Una famiglia tra i boschi dell’Aretino, il padre: “Pronto al mea culpa, ma devono provare che ho sbagliato”
Articolo Precedente
Articolo Successivo
Redazione Interno
-
Il silenzio, che per anni era stato una scelta di vita, ora è diventato un peso insostenibile per Harald Leo Valentin. Raggiunto nella casa a La Creta di Caprese Michelangelo, il padre – privato dei due figli insieme alla moglie Nadzeya – vive un’attesa straziante, scandita ormai da 48 giorni privi di qualsiasi notizia. “Siamo preoccupati, naturalmente”, ammette, mentre la sua battaglia si fa più decisa. Una denuncia è stata infatti presentata ai carabinieri, chiamati in causa proprio per non aver impedito, a suo dire, l’operato degli assistenti sociali. La vicenda giudiziaria, che ha portato all’allontanamento forzato dei bambini di nove e cinque anni, si dipana su un terreno scivoloso, punteggiato da scelte radicali come la mancata vaccinazione dei minori, una vita sociale ridotta ai minimi termini e l’educazione parentale, prassi che hanno spinto le autorità a intervenire.
L’intervento delle forze dell’ordine e il tribunale
Quella mattina del 16 ottobre, l’arrivo dei carabinieri e degli assistenti sociali ha spezzato la routine del casolare isolato, trasformando un rifugio volontario nel teatro di una separazione forzata. Le urla dei bambini, come raccontato dai genitori, non hanno modificato il corso di un’operazione decisa dal Tribunale per i Minorenni di Firenze, la quale ha valutato come prevalente la necessità di proteggere i minori. I piccoli, i cui nomi non vengono divulgati, sono stati dunque trasferiti in una comunità protetta, dove – secondo quanto riferito – avrebbero la possibilità di mantenere un legame con la madre, un dettaglio che tuttavia non placa l’angoscia di chi non conosce il loro stato attuale. Il provvedimento, di fatto, si fonda su una valutazione di potenziale pregiudizio per i ragazzi, legata a uno stile di vita giudicato troppo isolato e al di fuori di parametri sanitari e educativi convenzionali.
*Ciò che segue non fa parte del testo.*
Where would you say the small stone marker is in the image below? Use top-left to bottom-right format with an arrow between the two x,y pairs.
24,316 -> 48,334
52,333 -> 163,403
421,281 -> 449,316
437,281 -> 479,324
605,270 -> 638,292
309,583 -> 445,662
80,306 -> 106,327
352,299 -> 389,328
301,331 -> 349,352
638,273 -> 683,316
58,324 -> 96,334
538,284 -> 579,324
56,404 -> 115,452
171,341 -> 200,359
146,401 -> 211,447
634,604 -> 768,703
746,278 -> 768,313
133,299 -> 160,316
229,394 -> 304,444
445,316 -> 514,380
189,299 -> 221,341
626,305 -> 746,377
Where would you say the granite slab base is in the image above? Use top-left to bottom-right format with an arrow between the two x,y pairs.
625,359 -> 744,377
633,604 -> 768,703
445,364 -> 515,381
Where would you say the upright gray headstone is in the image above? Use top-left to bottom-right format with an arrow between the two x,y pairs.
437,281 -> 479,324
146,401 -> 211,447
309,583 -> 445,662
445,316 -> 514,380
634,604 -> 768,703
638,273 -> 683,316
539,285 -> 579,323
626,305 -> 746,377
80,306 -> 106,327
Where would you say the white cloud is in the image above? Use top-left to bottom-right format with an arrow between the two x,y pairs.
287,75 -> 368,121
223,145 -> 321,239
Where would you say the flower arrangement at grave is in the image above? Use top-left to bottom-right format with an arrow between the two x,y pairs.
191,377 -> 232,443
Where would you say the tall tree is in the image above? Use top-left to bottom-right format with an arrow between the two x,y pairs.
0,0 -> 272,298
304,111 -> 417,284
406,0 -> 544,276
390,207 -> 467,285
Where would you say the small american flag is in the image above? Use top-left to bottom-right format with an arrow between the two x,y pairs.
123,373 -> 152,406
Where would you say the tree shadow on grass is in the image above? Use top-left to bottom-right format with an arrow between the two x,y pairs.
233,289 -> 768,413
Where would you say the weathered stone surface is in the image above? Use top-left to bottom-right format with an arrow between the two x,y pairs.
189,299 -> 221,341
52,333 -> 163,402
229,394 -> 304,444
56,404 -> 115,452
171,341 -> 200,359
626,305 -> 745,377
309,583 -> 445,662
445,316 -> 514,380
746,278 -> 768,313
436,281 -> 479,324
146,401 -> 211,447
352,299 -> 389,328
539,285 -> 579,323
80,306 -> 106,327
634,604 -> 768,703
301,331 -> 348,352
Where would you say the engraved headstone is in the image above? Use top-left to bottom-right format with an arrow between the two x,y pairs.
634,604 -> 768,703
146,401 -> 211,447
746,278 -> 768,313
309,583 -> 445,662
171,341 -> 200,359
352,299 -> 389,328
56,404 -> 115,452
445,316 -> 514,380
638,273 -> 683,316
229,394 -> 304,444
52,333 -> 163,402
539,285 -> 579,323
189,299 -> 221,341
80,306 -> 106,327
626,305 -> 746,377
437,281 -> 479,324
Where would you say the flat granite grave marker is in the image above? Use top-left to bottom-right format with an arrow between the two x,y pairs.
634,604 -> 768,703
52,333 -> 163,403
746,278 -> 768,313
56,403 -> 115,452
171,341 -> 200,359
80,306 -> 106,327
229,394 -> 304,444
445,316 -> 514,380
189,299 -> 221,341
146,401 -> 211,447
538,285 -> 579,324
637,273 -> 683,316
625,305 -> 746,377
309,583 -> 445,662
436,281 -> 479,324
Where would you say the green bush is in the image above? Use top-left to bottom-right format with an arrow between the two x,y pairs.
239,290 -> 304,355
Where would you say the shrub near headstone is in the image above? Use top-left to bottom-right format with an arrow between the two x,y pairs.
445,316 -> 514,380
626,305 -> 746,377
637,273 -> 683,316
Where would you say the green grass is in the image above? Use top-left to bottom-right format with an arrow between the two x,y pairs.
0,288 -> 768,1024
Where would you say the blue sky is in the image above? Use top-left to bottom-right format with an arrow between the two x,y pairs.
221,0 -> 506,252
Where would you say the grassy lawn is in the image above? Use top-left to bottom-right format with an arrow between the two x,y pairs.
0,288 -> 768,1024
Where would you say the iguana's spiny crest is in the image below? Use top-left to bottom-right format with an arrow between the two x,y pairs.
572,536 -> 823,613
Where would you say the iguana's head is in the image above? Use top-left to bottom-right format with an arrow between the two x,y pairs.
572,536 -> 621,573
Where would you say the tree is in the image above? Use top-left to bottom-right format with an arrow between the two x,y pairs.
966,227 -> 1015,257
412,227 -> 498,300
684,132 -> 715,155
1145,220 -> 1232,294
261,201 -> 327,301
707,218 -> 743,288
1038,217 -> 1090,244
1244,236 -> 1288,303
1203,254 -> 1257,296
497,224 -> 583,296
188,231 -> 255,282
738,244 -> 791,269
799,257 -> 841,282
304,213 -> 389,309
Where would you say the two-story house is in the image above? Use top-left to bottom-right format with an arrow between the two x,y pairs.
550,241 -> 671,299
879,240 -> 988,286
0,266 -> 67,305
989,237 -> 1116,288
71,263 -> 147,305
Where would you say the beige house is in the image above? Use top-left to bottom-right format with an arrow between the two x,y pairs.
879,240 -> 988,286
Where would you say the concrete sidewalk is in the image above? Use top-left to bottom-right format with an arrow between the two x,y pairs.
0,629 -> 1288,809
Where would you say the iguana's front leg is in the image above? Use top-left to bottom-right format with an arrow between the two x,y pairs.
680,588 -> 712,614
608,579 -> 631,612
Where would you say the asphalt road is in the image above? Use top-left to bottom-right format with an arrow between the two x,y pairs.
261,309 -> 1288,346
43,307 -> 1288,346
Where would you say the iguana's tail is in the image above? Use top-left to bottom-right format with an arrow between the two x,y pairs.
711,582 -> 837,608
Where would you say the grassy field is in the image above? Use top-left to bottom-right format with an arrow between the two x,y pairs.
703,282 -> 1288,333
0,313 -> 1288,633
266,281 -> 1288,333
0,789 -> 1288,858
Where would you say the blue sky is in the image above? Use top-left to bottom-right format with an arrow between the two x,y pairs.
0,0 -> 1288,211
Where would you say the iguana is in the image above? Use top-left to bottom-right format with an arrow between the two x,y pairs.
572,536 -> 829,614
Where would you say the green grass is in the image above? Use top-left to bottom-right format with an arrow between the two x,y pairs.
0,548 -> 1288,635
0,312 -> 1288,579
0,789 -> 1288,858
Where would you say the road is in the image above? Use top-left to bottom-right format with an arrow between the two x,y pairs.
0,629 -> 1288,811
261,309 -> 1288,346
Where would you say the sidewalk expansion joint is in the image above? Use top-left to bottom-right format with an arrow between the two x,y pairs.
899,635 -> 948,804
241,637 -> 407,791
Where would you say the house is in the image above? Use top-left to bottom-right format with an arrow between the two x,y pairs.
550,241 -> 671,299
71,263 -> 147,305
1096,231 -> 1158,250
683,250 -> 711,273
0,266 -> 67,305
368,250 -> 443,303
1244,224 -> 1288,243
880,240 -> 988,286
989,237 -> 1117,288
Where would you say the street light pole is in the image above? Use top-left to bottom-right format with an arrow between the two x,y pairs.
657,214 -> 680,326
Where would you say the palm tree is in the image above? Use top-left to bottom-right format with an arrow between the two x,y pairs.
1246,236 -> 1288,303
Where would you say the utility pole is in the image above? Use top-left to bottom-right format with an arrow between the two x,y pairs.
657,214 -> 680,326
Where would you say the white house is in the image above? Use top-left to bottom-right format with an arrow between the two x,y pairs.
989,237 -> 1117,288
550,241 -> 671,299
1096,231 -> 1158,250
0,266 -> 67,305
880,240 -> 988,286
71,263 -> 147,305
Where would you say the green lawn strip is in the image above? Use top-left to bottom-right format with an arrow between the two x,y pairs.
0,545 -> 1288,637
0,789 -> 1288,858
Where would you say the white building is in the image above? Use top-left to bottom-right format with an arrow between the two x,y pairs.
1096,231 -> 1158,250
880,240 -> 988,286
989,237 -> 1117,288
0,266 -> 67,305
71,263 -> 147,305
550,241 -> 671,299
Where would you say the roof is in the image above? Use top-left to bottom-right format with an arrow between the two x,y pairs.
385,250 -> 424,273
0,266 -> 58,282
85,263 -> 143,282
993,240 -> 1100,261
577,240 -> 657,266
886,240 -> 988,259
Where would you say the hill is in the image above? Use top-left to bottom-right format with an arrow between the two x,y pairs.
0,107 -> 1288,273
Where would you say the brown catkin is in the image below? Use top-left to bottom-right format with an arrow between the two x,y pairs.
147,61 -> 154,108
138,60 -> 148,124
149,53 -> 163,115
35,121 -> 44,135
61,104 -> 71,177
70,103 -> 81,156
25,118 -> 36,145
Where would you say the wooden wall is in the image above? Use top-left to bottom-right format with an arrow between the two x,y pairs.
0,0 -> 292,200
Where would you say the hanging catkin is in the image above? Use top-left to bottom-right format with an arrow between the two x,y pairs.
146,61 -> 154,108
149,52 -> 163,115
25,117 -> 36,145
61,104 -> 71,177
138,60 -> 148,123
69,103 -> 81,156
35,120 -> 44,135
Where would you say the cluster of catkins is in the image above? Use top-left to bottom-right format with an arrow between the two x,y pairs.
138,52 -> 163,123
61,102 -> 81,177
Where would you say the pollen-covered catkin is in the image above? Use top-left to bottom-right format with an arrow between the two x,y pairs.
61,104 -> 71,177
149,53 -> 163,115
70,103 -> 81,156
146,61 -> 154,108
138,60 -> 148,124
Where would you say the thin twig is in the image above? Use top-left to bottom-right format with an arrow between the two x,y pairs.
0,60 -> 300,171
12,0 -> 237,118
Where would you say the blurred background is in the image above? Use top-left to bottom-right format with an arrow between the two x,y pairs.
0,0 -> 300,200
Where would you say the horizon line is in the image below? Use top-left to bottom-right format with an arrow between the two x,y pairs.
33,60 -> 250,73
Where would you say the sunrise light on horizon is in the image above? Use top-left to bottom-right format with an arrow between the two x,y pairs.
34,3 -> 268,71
I paralleli con casi precedenti e le difese dei genitori
La storia, per molti aspetti, riecheggia un altro caso di cronaca che ha scosso l’opinione pubblica, quello della “famiglia nel bosco” di Palmoli, in Abruzzo, dove dinamiche simili portarono all’allontanamento di minori. Harald, dal canto suo, non si sottrae a un eventuale riconoscimento di responsabilità, ma pone una condizione precisa, che suona quasi come una sfida legale: è pronto a fare “mea culpa”, ma solo dopo che le istituzioni avranno provato in modo incontrovertibile il suo aver sbagliato. Una posizione che ribalta l’onere della prova e riflette una profonda sfiducia verso un sistema che, a suo avviso, ha agito con precipitazione e senza sufficiente considerazione per il contesto familiare. La mancanza di informazioni sul luogo esatto dove si trovano i figli e sulle loro condizioni alimenta, giorno dopo giorno, questa sensazione di abbandono istituzionale.
Le implicazioni dell’home schooling e il ruolo delle istituzioni
Al centro della disputa, oltre alle questioni sanitarie, vi è la scelta dell’home schooling, ovvero l’istruzione parentale, un diritto previsto dalla legge italiana ma soggetto a verifiche periodiche da parte delle autorità competenti. Questa pratica, unita a una scarsa partecipazione alla vita sociale convenzionale, ha generato dubbi negli assistenti sociali, i quali hanno evidentemente ritenuto che l’isolamento potesse nuocere allo sviluppo sociale ed emotivo dei bambini. La vicenda, al di là dei singoli protagonisti, solleva interrogativi più ampi sui confini della libertà educativa e sul punto in cui lo Stato debba intervenire per tutelare il superiore interesse del minore, bilanciando il diritto alla vita familiare con l’obbligo di garantire standard di cura e socializzazione ritenuti essenziali.